En attendant, qu'est-il advenu de la patiente opérée en mars ?

Grâce à la revalidation, la vision de cette patiente de 73 ans a déjà bien progressé et elle pourrait encore beaucoup s’améliorer. Aveugle depuis 10 ans au moment de l’intervention, elle obtient aujourd’hui les meilleurs résultats aux tests parmi tous patients ayant bénéficié de cette technique dans le monde. Comme déjà dit, la motivation des patients est très importante, c’est la clé du succès de l'intervention. La patiente décode très bien les signaux envoyés par l’implant au cerveau et elle peut faire le lien avec ce qu’elle voyait auparavant. Elle perçoit déjà très bien les contrastes. Elle voit ainsi des assiettes blanches sur une nappe foncée, identifie une porte ouverte ou fermée et dans la rue, elle voit les passages pour piétons et les trottoirs.
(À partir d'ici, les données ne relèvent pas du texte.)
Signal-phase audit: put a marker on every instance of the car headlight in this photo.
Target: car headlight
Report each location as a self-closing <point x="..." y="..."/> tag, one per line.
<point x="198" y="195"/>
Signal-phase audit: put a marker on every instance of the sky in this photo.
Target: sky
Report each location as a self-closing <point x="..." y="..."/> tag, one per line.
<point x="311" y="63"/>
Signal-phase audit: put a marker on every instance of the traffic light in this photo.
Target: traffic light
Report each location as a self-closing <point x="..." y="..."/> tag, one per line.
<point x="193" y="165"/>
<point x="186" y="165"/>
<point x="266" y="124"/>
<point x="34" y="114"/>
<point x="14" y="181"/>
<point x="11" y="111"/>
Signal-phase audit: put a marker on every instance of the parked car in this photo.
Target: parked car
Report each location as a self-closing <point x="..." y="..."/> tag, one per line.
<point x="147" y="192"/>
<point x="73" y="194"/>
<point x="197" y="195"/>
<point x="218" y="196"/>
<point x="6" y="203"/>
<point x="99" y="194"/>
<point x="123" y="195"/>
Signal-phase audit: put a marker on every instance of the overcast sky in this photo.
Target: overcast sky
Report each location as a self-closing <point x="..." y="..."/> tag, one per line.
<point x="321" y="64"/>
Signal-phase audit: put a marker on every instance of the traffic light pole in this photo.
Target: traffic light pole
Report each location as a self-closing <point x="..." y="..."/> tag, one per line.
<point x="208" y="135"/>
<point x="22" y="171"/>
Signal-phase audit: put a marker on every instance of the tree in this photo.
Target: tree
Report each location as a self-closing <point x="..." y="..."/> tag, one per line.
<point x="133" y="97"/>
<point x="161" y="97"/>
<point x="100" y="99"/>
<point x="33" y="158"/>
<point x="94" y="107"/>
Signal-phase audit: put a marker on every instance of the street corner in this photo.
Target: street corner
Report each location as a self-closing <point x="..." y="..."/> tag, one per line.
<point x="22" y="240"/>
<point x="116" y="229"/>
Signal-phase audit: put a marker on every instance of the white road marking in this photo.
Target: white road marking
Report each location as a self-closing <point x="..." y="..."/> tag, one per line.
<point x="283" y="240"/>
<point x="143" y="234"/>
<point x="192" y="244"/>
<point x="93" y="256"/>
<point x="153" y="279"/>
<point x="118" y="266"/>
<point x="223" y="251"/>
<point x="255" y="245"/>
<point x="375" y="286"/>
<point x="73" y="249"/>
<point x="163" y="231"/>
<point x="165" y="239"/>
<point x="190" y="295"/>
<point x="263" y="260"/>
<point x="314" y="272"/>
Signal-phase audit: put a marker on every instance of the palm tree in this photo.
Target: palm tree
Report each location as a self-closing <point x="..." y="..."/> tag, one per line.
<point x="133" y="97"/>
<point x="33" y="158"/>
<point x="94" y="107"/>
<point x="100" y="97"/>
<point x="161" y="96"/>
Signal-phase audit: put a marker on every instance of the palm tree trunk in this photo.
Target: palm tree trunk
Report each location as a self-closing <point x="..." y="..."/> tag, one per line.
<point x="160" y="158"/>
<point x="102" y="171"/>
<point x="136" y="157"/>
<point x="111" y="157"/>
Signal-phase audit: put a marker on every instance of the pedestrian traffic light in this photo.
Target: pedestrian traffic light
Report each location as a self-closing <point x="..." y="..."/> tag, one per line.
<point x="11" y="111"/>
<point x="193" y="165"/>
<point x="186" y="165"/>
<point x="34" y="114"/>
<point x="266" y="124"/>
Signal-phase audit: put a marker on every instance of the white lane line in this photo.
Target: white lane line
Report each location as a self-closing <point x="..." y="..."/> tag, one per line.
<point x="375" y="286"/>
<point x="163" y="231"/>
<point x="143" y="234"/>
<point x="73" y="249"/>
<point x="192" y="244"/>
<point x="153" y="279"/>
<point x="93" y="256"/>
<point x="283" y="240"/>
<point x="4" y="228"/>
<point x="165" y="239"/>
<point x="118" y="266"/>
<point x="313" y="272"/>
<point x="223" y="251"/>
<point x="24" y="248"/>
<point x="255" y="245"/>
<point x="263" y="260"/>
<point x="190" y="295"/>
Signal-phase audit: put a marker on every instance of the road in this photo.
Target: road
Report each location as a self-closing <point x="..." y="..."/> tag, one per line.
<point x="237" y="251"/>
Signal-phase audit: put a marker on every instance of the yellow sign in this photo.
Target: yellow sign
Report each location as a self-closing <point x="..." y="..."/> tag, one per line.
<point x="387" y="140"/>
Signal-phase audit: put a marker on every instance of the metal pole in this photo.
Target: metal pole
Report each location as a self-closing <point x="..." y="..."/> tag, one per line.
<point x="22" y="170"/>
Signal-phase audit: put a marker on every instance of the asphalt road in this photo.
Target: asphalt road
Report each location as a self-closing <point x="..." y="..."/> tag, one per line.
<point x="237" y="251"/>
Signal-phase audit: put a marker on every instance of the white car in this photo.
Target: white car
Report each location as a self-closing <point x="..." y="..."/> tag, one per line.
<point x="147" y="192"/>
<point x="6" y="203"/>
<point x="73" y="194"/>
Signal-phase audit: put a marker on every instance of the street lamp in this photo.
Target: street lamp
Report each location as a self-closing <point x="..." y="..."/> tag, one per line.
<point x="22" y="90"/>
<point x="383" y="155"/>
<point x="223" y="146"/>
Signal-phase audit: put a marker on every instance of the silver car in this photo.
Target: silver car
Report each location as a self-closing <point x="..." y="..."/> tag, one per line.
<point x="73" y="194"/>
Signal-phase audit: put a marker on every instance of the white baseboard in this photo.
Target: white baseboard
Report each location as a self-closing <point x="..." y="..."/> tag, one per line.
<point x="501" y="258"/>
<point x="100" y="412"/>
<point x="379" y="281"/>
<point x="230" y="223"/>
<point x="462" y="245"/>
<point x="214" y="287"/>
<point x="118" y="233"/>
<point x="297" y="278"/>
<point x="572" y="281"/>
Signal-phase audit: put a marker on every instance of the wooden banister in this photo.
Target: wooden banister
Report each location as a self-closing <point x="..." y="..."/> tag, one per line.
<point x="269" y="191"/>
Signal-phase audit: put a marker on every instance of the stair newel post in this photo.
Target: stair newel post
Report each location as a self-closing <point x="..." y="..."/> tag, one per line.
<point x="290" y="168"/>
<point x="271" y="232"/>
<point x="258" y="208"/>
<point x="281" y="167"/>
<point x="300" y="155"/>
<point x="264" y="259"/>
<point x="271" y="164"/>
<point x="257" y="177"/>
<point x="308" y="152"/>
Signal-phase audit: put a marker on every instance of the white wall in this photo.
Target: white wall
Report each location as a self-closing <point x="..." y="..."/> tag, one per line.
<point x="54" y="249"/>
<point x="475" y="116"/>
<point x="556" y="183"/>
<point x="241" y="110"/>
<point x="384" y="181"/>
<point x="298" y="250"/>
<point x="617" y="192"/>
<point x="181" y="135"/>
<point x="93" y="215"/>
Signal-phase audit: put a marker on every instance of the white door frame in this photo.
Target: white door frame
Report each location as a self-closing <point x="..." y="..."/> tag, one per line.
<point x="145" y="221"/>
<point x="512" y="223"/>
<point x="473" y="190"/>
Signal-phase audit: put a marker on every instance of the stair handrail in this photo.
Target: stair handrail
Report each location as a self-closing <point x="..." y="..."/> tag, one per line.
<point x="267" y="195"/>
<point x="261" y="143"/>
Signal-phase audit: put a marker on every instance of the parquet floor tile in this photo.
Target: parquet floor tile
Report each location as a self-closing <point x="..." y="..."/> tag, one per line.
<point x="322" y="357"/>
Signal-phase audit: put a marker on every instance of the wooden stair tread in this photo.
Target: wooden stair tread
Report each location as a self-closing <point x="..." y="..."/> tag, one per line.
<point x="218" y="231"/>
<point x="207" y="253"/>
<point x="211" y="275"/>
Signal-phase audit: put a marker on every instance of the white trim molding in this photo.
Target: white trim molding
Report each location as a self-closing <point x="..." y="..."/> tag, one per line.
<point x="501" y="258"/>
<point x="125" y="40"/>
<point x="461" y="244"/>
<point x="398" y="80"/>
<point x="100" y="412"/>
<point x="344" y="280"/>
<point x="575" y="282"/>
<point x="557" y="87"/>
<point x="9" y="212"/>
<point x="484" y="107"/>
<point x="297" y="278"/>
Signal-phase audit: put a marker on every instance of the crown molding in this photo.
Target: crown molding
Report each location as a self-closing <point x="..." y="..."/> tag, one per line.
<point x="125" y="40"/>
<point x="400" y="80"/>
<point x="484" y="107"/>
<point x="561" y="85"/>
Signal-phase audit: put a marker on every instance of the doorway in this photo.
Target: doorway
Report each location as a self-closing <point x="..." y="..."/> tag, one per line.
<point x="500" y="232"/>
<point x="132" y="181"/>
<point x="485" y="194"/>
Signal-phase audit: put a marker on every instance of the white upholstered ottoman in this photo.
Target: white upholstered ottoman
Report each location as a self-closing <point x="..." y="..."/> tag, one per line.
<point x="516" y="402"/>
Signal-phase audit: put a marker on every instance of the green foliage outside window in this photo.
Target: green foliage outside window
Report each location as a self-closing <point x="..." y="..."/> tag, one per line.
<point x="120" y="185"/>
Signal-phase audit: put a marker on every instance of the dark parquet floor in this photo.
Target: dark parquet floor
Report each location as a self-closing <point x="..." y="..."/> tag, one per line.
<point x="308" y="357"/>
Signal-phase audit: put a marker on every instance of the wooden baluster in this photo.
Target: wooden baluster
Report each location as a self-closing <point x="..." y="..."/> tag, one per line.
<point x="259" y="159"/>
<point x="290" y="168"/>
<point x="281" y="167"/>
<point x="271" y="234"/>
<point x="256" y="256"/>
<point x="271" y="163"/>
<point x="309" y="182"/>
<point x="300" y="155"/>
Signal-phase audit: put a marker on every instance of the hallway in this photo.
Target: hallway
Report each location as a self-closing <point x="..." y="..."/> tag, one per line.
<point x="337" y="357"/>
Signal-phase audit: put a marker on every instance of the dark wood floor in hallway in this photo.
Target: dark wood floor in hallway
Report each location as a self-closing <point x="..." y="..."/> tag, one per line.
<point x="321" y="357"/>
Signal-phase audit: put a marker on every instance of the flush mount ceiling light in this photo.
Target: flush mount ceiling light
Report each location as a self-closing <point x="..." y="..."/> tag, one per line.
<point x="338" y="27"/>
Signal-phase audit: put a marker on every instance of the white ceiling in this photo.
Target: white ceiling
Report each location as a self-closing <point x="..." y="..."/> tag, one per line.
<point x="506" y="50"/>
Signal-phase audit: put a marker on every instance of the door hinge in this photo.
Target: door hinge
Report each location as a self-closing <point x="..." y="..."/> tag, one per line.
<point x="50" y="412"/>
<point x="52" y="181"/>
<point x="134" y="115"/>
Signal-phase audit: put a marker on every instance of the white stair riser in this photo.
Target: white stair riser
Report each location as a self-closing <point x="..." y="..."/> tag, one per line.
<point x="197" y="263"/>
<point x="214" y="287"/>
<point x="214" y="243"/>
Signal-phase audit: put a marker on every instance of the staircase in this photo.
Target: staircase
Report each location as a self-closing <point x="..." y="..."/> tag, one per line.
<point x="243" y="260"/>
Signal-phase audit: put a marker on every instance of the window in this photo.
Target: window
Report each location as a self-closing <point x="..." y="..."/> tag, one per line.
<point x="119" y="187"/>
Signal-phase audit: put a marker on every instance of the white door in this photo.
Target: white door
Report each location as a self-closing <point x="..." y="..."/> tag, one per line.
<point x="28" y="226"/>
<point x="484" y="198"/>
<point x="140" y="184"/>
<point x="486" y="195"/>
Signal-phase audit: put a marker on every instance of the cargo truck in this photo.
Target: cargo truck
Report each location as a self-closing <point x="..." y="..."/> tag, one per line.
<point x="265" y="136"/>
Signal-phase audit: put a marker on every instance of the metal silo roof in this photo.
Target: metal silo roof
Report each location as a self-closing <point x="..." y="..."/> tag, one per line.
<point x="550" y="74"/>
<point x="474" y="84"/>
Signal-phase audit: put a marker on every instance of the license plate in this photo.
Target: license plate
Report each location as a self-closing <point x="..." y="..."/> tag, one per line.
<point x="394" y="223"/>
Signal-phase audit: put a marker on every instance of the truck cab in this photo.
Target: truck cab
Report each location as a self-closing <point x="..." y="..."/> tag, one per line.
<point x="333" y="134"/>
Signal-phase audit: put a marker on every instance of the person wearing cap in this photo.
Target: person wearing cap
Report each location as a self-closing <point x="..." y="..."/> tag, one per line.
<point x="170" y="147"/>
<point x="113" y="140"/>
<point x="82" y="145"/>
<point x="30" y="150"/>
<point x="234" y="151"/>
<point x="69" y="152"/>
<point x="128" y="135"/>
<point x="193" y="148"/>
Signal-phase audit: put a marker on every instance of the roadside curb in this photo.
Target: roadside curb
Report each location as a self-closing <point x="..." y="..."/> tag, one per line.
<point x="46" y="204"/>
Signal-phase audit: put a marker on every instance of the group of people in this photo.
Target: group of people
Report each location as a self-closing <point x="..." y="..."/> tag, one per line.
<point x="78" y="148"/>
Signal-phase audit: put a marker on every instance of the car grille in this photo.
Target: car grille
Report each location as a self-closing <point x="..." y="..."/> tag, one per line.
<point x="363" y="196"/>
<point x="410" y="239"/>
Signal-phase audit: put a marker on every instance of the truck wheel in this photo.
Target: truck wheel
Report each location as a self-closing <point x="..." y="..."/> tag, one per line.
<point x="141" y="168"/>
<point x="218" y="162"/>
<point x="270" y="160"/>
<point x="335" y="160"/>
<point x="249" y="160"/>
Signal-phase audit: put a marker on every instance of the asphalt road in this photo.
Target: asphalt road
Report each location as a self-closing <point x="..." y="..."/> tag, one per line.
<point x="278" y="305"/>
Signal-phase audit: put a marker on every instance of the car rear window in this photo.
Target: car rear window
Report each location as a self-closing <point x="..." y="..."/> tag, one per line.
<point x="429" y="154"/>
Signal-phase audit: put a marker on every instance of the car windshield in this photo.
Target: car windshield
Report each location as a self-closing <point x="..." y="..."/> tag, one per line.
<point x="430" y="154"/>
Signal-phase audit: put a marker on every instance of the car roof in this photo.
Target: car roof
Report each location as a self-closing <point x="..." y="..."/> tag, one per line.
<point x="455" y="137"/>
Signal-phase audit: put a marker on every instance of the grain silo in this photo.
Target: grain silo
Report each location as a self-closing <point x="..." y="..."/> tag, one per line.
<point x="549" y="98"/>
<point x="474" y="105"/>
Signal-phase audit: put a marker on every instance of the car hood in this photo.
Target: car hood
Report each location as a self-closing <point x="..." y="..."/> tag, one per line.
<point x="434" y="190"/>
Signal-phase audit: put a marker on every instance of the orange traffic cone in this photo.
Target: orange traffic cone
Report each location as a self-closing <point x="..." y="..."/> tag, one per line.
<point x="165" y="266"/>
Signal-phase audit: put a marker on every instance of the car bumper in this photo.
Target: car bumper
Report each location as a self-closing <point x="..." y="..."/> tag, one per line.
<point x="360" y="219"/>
Elle ne distingue toutefois pas les visages et ne pourra jamais le faire.

Il est très important de rappeler que l'œil bionique ne restaure pas la vision. L'implant doit être considéré comme une aide, au même titre qu’une canne blanche ou un chien-guide. Il ne guérit pas le patient et ne restaure pas la vision, mais améliore considérablement l’autonomie et c’est là l’objectif principal.